Die aktuelle Futures-Struktur signalisiert einen Markt, der sich von den jüngsten Tiefstständen entfernt, aber weiterhin nahe einem mittelfristigen Boden handelt, der durch die Ethanolparität in Brasilien definiert ist. Nahestehende Kontrakte sind im Vergleich zum Vortag um etwa 2,2–2,3% gestiegen, und die Stärke erstreckt sich allmählich über die späteren Fälligkeiten, was auf eine Verbesserung des Sentiments hinweist, anstatt auf einen Panikspike. Gleichzeitig halten regionale Wetterextreme in Brasilien und kontrollierte Politikausfuhren aus Indien eine Risikoprämie aufrecht, während die physischen Angebote für raffinierten Zucker aus Brasilien in Euro gesehen relativ stabil bleiben, was auf einen vorsichtig festen, aber schwankenden Markttone hinweist.

📈 Preise & Kurvenstruktur

Der ICE Rohzucker No. 11 Kontrakt für Juli 2026 wurde am 1. Mai 2026 zuletzt bei 14,95 US-Cents/pfund festgelegt, ein Anstieg von 0,34 Cents (+2,27%) gegenüber der vorherigen Sitzung, mit einem Höchststand von 15,01 und einem Tiefststand von 14,42. Der Oktober 2026 schloss bei 15,39 (+2,21%), März 2027 bei 16,21 (+2,16%) und Mai 2027 bei 16,00 (+2,19%). Weiter hinaus wurde März 2028 bei bis zu 16,82 (+1,72%) und März 2029 bei 17,10 (+1,35%) gehandelt, was eine sanft steigende Forwardkurve bestätigt.

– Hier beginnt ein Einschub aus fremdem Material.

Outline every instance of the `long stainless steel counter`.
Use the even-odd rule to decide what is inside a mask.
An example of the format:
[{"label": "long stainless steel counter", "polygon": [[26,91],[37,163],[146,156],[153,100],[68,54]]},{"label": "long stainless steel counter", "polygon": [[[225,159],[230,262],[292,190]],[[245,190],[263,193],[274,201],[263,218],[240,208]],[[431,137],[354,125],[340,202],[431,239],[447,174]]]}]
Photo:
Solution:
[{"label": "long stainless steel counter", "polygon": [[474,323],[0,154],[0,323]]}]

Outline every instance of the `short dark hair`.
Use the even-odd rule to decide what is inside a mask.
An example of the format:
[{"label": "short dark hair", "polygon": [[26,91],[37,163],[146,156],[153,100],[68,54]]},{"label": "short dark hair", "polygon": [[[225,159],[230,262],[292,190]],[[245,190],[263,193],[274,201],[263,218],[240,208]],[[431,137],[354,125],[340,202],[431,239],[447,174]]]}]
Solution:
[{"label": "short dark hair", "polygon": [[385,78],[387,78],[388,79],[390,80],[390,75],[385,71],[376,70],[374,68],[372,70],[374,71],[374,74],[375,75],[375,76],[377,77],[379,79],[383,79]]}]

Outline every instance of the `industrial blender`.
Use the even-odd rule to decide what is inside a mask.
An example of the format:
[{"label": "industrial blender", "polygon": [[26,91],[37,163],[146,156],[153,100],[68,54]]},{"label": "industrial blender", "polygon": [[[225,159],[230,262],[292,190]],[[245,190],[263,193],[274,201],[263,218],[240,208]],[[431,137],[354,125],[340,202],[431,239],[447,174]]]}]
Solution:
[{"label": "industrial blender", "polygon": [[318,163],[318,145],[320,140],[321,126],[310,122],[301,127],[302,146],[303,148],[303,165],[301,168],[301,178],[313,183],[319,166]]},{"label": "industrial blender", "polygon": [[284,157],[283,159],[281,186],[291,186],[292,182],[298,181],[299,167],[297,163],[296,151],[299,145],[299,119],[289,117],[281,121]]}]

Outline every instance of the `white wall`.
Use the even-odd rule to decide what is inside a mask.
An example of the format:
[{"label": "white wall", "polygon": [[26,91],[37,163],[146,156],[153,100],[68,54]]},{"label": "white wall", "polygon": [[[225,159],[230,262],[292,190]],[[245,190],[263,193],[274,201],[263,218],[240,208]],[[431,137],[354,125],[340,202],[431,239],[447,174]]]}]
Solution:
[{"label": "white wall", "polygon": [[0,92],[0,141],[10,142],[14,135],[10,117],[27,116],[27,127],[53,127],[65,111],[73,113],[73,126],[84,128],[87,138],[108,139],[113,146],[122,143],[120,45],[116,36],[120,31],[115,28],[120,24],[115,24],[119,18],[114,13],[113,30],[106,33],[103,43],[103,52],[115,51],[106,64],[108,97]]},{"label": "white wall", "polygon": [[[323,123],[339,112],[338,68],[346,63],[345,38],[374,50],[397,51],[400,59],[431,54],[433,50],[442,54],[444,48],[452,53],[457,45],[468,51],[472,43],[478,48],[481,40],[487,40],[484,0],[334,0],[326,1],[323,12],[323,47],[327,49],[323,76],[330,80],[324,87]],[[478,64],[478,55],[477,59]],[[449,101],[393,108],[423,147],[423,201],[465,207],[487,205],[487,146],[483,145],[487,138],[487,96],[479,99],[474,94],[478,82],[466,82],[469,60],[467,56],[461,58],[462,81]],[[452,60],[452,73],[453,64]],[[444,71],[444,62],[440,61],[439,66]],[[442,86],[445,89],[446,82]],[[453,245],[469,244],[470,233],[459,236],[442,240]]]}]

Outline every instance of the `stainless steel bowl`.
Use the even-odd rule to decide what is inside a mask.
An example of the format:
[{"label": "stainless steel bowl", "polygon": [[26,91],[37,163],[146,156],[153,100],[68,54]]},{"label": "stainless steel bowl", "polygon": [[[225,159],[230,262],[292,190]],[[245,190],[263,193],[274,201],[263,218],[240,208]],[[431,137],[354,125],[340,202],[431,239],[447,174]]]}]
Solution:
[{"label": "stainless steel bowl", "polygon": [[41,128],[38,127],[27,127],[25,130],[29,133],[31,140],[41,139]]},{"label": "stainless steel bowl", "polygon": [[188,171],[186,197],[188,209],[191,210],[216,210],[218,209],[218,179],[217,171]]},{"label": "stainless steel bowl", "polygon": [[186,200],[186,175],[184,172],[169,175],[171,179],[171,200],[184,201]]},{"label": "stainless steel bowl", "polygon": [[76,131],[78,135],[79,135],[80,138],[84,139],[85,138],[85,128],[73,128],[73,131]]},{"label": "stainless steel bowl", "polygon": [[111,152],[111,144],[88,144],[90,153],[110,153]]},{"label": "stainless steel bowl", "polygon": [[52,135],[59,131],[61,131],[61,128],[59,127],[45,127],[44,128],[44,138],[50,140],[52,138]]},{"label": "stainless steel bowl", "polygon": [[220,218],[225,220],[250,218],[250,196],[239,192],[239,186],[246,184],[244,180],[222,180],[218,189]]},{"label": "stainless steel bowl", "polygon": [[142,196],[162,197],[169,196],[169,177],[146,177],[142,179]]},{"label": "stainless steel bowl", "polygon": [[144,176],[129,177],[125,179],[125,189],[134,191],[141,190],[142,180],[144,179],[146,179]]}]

Die Umrechnung des vorderen Juli 2026 Schlusspreises in EUR bei etwa EUR/USD 0,92 impliziert einen indikativen Rohzuckerspiegel von rund 305–310 EUR/t, was mit einem Markt nahe der Ethanolparität in Brasilien übereinstimmt. Jüngste Marktkommentare bestätigen, dass der gesamte ICE No. 11 Streifen von 2026 bis 2029 im Rahmen einer breiten Rallye Ende April ungefähr 0,4–0,6 Cents/pfund gewonnen hat, was eine synchronisierte Stärkung über die Fälligkeiten unterstreicht.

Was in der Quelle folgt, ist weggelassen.